While much attention has been focused of late on alternative billing tools that seek to circumvent operator billing – as much for easy of use among consumers as to avoid the ENORMOUS cut the networks take – it seems that some very big names out there are looking at trying to redress the balance.
Leading suppliers of high end billing kit to operators are lining up in the build up to next week’s Mobile World Congress in Barcelona to offer network operators better ways of using their billing platforms to cope with on-bill billing, especially as the consumer market goes apps crazy and media companies attempt to start charging for content.
Last week we reported on our newsite www.telemedia-news.com that mobile roaming billing hub MACH is set to revolutionise content and app billing by leveraging its expertise with roaming settlement amongst two thirds of the world’s operators into delivering one click on-bill billing to MNOs (more of which a little further on).
Now leading suppliers Nuance and Vesta in the US have joined forces to co-promote and integrate Nuance’s Mobile Care application with Vesta’s Mobile Payment Platform, to deliver a comprehensive payment service to mobile operators worldwide.
Network operators it seems are, all of a sudden, taking their billing much more seriously. The Nuance-Vest story highlights how more than 50% of calls to MNOs from customers relate to billing issues and the two companies are looking to work together to basically tidy up the chaotic, often highly silo-ed, web of operator billing platforms.
Nuance and Vesta are looking to help MNOs automated and secure the entire payments process so that consumers can really start to use their handsets to pay for things.
As a result of this collaborative offering, mobile operators will now have the ability to provide a comprehensive and secure self-service experience to consumers via the mobile channel. Consumer research indicates that nearly a quarter of all mobile customers, and nearly a third of the youth market, prefer to pay through their handsets. Mobile consumers like the convenience and flexibility that mobile payments deliver.
While this is interesting from the mobile payments point of view, the MACH story is of extreme importance to the telemedia community. As we reported last week, MACH is looking to leverage IP billing to actually deliver something that will help consumers and networks alike: one click operator billing.
“To date anyone who is trying to sell apps, mobile content or mobile web services has only had operator billing, PSMS, PWAP and IVR to use and these are relatively cumbersome messaging tools, not payment and settlement tools,” explains Bernadette Lyons, MD of MACH’s mobile applications and content billing arm. “Consumers, developers and network operators all want a much more simple and easy way to pay and to settle payments for these services – and that is what we are offering.”
The service, which is likely to be rolled out across a number of yet to be named apps stores by the summer, offers a simple way to bill for apps, and to deliver in-app billing, says Lyons.
And everyone has to gain from it. Consumers get an easier way to consume, apps developers and apps stores get a simple and trusted way to pay and network operators get direct billing from which they can take a cut. It also removes cross border price point issues too, she says.
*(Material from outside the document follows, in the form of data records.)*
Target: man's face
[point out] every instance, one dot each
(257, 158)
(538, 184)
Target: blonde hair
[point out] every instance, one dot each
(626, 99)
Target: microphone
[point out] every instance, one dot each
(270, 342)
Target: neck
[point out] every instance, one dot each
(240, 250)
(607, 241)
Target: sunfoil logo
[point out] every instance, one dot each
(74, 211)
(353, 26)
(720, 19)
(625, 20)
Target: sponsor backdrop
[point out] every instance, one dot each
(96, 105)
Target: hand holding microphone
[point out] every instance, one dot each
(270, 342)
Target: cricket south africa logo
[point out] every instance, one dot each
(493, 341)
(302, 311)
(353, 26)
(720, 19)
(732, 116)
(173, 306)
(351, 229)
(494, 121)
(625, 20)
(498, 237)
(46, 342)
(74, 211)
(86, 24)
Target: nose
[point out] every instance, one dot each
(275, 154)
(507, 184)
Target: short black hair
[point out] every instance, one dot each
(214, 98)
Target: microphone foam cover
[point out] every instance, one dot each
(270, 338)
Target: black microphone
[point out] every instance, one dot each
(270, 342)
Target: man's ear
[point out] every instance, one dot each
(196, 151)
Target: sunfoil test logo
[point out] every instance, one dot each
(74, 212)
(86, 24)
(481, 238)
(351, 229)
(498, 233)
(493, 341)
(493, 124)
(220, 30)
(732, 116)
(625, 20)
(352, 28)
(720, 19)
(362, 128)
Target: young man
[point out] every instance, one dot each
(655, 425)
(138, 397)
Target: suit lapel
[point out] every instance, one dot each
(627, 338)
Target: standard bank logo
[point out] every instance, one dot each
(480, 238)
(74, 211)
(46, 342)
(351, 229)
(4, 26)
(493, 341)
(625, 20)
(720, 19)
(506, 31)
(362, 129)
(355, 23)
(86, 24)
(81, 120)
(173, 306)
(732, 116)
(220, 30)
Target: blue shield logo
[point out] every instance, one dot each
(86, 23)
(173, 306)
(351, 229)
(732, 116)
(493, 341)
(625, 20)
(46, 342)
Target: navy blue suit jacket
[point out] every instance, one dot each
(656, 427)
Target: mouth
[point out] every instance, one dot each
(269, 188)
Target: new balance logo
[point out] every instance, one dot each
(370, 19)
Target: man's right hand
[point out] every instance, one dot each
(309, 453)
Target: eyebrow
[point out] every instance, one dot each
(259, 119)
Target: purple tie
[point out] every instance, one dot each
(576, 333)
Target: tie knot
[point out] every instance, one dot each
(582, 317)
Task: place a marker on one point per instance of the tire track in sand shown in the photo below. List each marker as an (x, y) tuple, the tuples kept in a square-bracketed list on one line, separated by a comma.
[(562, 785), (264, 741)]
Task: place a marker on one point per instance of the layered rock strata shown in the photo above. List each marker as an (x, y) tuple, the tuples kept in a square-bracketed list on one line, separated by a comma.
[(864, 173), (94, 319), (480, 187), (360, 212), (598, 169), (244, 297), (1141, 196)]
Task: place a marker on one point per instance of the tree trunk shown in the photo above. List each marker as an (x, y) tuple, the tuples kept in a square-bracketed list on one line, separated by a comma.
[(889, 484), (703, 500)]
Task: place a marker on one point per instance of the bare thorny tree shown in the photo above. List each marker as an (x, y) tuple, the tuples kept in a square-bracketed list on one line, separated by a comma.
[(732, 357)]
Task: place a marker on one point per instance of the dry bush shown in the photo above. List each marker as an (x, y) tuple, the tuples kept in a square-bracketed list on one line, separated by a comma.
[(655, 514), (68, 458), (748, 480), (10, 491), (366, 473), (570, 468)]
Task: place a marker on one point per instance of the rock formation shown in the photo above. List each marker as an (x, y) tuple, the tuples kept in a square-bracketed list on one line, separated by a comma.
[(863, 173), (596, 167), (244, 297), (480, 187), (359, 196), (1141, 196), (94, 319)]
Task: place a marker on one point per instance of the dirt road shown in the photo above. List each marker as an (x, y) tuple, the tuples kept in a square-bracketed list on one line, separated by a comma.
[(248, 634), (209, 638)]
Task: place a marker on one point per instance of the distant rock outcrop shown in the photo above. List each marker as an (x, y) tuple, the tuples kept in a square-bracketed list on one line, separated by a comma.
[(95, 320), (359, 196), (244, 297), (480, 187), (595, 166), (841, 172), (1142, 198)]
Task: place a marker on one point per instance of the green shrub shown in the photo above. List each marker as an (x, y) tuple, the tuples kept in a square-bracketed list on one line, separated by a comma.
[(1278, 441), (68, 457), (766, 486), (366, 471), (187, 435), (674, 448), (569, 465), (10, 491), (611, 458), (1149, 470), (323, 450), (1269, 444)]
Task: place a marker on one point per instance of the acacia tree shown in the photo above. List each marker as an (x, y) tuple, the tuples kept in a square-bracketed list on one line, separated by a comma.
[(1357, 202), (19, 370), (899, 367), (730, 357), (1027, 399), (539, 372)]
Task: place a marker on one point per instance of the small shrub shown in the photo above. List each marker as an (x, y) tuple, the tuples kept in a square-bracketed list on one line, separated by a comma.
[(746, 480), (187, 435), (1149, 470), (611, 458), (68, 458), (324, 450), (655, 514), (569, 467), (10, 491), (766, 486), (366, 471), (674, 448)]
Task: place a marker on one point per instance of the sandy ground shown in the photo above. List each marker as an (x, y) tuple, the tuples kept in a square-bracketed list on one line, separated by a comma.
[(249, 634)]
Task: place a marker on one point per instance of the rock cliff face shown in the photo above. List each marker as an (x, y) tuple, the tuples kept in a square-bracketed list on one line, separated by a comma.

“It finally brings proper IP billing to the market,” she adds. “The mobile content market had plateaued before apps came along because getting content and paying for it was so cumbersome. Apps have made that more attractive and easier for users and we hope our direct billing will make it really take off.”
While still to be rolled out and seen in action, in theory what MACH is looking to do could seriously shake up the billing space. Sure, there will always be a place for alt.billing for using PSMS and so on to pay for stuff online, and credit card on the fly and so on, but if MNOs buy in to what MACH is offering it gives them a tool that they really can start to market to consumers as an easy and trusted way to start using their phone bills as a payment mechanic.
This could put back in place the reliance by telemedia companies, services providers and everyone else in the value chain on operator billing – and that means back to operators calling the shots on outpayments, tariffs and what you can and can’t sell.
Equally though, it also means that Payforit3.0’s launch next month could be even more of a damp squib than it was shaping up to be. If operators buy in to the idea of a simple one-click, on-bill payment, then they have even less incentive to market and get behind Payforit. Will many in the telemedia industry looking at ditching as much operator billing as possible, this could final see Payforit railroaded into the sidings.
As I write no operators would come out of their glass offices to discuss MACH’s offering, but I suspect we may hear a lot more about it post-Barcelona. I certainly will be on the case at the show and hope to have some interesting stories to tell about billing in the coming weeks. Who knows, this time next year we may be looking at a very different billing landscape?